Of course, the savings after the renovation of the building depends on what the heating tariff is, which in the last year has increased several times in many places.

Ruta Vanaga, a scientist at the Institute of Environmental Protection and Heat Systems of Riga Technical University (RTU), made calculations: "If we are currently looking at 92 kilowatt hours (kWh) and if we are looking at a 50m2 apartment, then this saving for us is about 4.6 megawatt hours (MWh) per year.
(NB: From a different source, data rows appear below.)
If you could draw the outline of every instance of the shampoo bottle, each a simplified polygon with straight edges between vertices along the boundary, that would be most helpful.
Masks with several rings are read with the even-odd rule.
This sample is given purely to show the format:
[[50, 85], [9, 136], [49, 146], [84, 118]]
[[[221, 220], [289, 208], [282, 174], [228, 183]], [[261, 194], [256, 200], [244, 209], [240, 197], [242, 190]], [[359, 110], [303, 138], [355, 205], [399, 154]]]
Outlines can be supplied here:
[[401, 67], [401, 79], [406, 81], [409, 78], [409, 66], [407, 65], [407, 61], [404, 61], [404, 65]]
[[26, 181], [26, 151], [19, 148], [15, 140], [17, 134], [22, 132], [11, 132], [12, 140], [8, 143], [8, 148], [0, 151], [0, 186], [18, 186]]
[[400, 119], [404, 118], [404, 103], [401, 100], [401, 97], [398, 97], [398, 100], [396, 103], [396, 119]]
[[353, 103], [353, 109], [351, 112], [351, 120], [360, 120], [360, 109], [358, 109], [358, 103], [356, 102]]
Then, by multiplying these megawatt hours by the specific tariff of the supplier, we can get how many euros the specific apartment would save, and they are 460 euros per year, if the heating tariff in Riga is currently around 100 euros for 1 MWh."

So, if the estimate for building renovation works was 880 thousand euros, co-financing 49%, then 55 apartment owners have to cover the costs of 440 thousand euros. Divided by the number of apartments – 8,000 euros each. (Of course, it depends on the area of ​​each apartment.) If you can save 460 euros a year on heat energy, then the payback time is almost 17.5 years.

As Vanaga points out, in most cases before insulation is fitted, it is necessary to perform defect elimination works related to cracks, crumbled bricks, damaged rain gutters and damp. "Actually, these works do not increase energy efficiency or increase it very little, but... by adding this insulation, we see that [there is] a shorter payback period."

Sooner or later all these apartment blocks will have to be renovated – if not, they may become uninhabitable, but often the most important thing for residents is that loan repayments do not make the monthly payments more expensive, that is, the saved heat energy must exceed the loan costs. Research shows that after building renovation works, the real estate value increases by 10-30%.

What should the residents start with ?

To start a renovation, first of all, the residents of the house must agree that they want to renovate the building. "In order to start the renovation of the building, two documents must be created – the technical opinion of the building and the energy audit," said Lelītis. "These two documents will combine the information we have with the current state of the building and outline the perspective of what we could achieve, what we could save."

The development of these first two documents for a five-story house alone could cost around 2,500 euros, though 70% can be returned. Once this is done, you need to apply for a grant program, start developing a construction project, for which support is also provided, and then the road leads to the bank.

The energy efficiency specialist emphasized that it is very important to pay attention to these basic documents. The better the construction project is developed, the easier it is for the builder to create an accurate estimate so that it does not become expensive later.

"What needs to be mentioned is that apartment owners must be good utility payers," admitted Lelītis. "Inhabitants do not have to pledge anything, no credit obligations as such are made on the person."